= Fraud & e-Crime Investigation Services =

The Fraud & e-Crime Investigation Services is a division within the Operations Support Command of Tasmania Police which commenced operations on 1 September 2010.

The unit is based in Hobart and provides statewide support for the investigation of fraud and e-crime (computer crime) complaints. As well as direct support to current investigations, the unit provides support in the areas of training, intelligence, liaison, policy and legislative review. In the southern region the unit conducts all fraud and e-crime investigations, as opposed to supporting investigations conducted by the Criminal Investigation Branches in the Northern and Western Districts.

==Structure and staffing==
The Hobart-based unit is headed by a detective senior sergeant and consists of two main teams: Investigations and Computer Forensics. A detective constable, not attached to either of these teams, provides support to the officer-in-charge with the training, intelligence, liaison, policy and legislative review functions.

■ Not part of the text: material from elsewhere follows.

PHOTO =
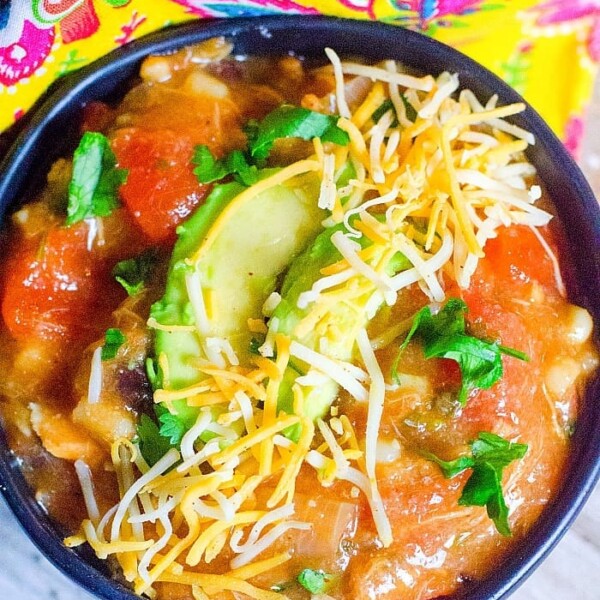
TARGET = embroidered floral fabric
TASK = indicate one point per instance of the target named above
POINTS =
(548, 50)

In addition to the Hobart-based members, there are nominated fraud and e-crime investigators within the Criminal Investigation Branches of the Northern and Western Districts.

===Investigations===
The investigations team is headed by a detective sergeant and staffed by four detective constables. The team is responsible for all fraud and e-crime investigations in the southern region of the state and provides support to investigations conducted in the Northern and Western Districts.

===Computer forensics===
The computer forensics team provides computer and mobile telephone forensics support to all members of Tasmania Police. The team was previously attached to the Forensic Services Division, but moved to the new unit due to the overlap between computer forensics and e-crime investigations.